— Je ne tolèrerai pas cela ! Silence ! — cria-t-il d’une voix perçante, où vibraient des notes tristes. — Pourquoi se moquer ? Capitaine Ossadtchiï, vous n’avez pas du tout envie de rire, vous souffrez, vous avez peur ! Je le sais. Je sais ce que vous éprouvez dans votre for intérieur.
Au milieu du silence général, une voix s’éleva indécise :
— Il est ivre ?
Mais ensuite, de même que, quelques heures auparavant chez la Schleifer, tous frémirent, hurlèrent, bondirent et se confondirent en une masse bigarrée, criarde et tourbillonnante. En sautant à terre, Vietkine heurta de la tête la suspension, qui se mit à décrire des zigzags dans l’espace, et les ombres des hommes affolés, tantôt s’allongeant démesurément, tantôt se rapetissant au point de disparaître sous le parquet, se mélangeaient dans un tremblotement sinistre le long des murs blancs et du plafond.

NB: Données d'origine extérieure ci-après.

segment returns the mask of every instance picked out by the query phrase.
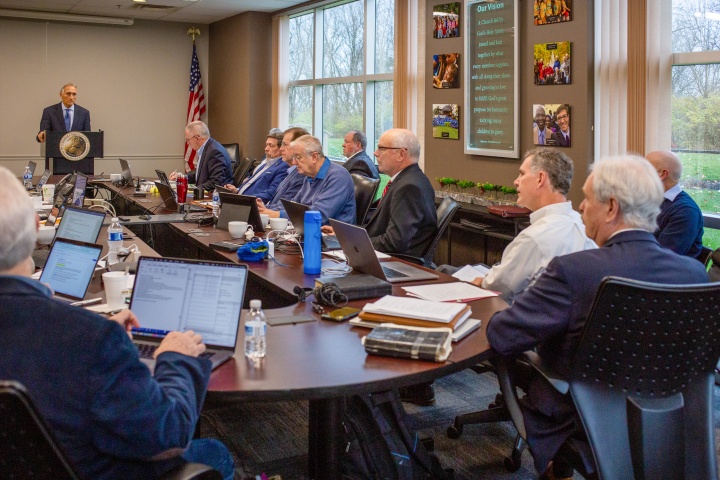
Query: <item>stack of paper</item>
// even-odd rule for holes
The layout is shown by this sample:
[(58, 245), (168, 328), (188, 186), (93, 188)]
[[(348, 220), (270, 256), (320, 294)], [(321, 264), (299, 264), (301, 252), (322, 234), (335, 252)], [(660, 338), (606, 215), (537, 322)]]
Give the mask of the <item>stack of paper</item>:
[(387, 295), (375, 303), (365, 305), (359, 317), (375, 323), (449, 327), (454, 330), (462, 325), (471, 313), (470, 307), (464, 303), (448, 304)]
[(403, 287), (408, 295), (433, 302), (472, 302), (487, 297), (497, 297), (497, 293), (484, 290), (464, 282), (431, 283)]

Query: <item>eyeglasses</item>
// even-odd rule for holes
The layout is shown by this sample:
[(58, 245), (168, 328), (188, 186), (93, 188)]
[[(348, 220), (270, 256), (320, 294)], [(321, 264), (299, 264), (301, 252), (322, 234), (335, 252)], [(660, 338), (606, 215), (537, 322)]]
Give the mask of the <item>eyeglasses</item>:
[(378, 150), (407, 150), (405, 147), (382, 147), (378, 145)]
[(186, 142), (189, 142), (189, 141), (192, 140), (193, 138), (197, 138), (197, 137), (199, 137), (199, 136), (200, 136), (200, 135), (193, 135), (193, 136), (190, 137), (190, 138), (185, 137), (185, 141), (186, 141)]
[(569, 117), (567, 115), (558, 115), (558, 117), (557, 117), (558, 120), (566, 120), (568, 118)]

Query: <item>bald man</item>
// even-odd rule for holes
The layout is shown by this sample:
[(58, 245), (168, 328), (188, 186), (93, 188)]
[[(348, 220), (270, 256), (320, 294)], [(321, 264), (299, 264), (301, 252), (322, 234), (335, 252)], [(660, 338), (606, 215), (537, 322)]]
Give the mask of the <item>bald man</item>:
[(682, 162), (674, 153), (663, 150), (650, 152), (645, 158), (657, 170), (665, 189), (655, 238), (679, 255), (697, 258), (702, 251), (703, 216), (697, 203), (680, 188)]

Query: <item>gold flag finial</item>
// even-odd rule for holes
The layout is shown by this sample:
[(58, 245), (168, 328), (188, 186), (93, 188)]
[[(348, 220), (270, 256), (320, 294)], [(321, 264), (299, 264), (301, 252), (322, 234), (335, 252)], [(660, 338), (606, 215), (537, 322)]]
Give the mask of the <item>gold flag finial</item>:
[(195, 43), (195, 36), (200, 36), (200, 29), (197, 27), (188, 28), (187, 34), (192, 37), (193, 43)]

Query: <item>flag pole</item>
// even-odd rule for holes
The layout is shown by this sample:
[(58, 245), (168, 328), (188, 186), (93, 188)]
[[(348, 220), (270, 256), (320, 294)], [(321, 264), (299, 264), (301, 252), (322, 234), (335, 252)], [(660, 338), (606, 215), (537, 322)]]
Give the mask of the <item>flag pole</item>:
[(195, 43), (195, 37), (200, 36), (200, 29), (197, 27), (190, 27), (188, 28), (187, 34), (192, 37), (192, 41)]
[[(203, 93), (202, 79), (200, 76), (200, 62), (198, 61), (197, 49), (195, 48), (195, 37), (200, 36), (200, 29), (197, 27), (190, 27), (187, 34), (192, 37), (193, 48), (190, 62), (190, 96), (188, 99), (188, 110), (185, 125), (200, 120), (206, 110), (205, 95)], [(190, 145), (188, 145), (187, 142), (185, 142), (183, 157), (185, 160), (186, 172), (195, 169), (195, 154), (196, 152), (190, 147)]]

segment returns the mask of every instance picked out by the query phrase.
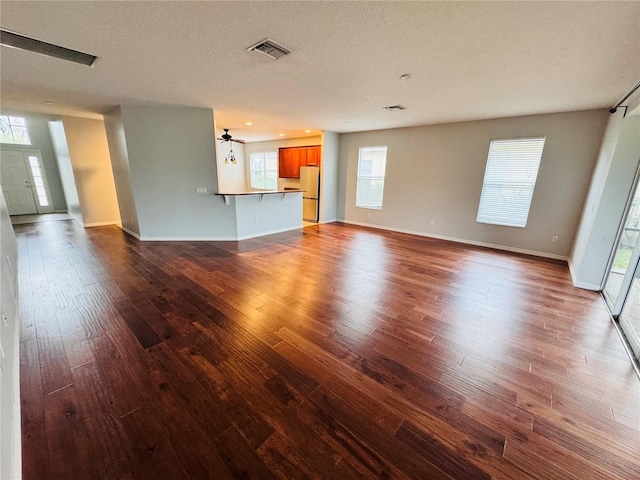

Les événements se précipitaient, absurdes et irréparables. On eût dit qu’un malin démon, stupide et gouailleur, se fût emparé de ces malheureux, ivres et surexcités, et les forçât à proférer des obscénités et à faire des gestes laids et inconvenants.
Au milieu de cet enfer, Romachov vit subitement à côté de lui, une face distorse et hurlante, qu’il ne reconnut pas tout d’abord, tant elle était déformée et enlaidie par la colère. C’était Nicolaiev qui, la bave aux lèvres, et un spasme nerveux à la joue gauche, lui criait :
— C’est vous qui déshonorez le régiment ! vous n’avez pas le droit de parler ! Vous et autres Nazanskiï ! Sale blanc-bec !
Romachov sentit quelqu’un qui le tirait doucement en arrière. Il se retourna et reconnut Bek-Agamalov, mais pâlissant à l’idée de ce qui allait se passer, il dit d’une voix faible et enrouée avec un pauvre et douloureux sourire :
— Mais que vient faire ici Nazanskiï ? Peut-être avez-vous des motifs secrets d’être mécontent de lui ?
— Je vous taperai sur la gueule ! lâche ! crapule ! mufle ! aboya Nicolaiev.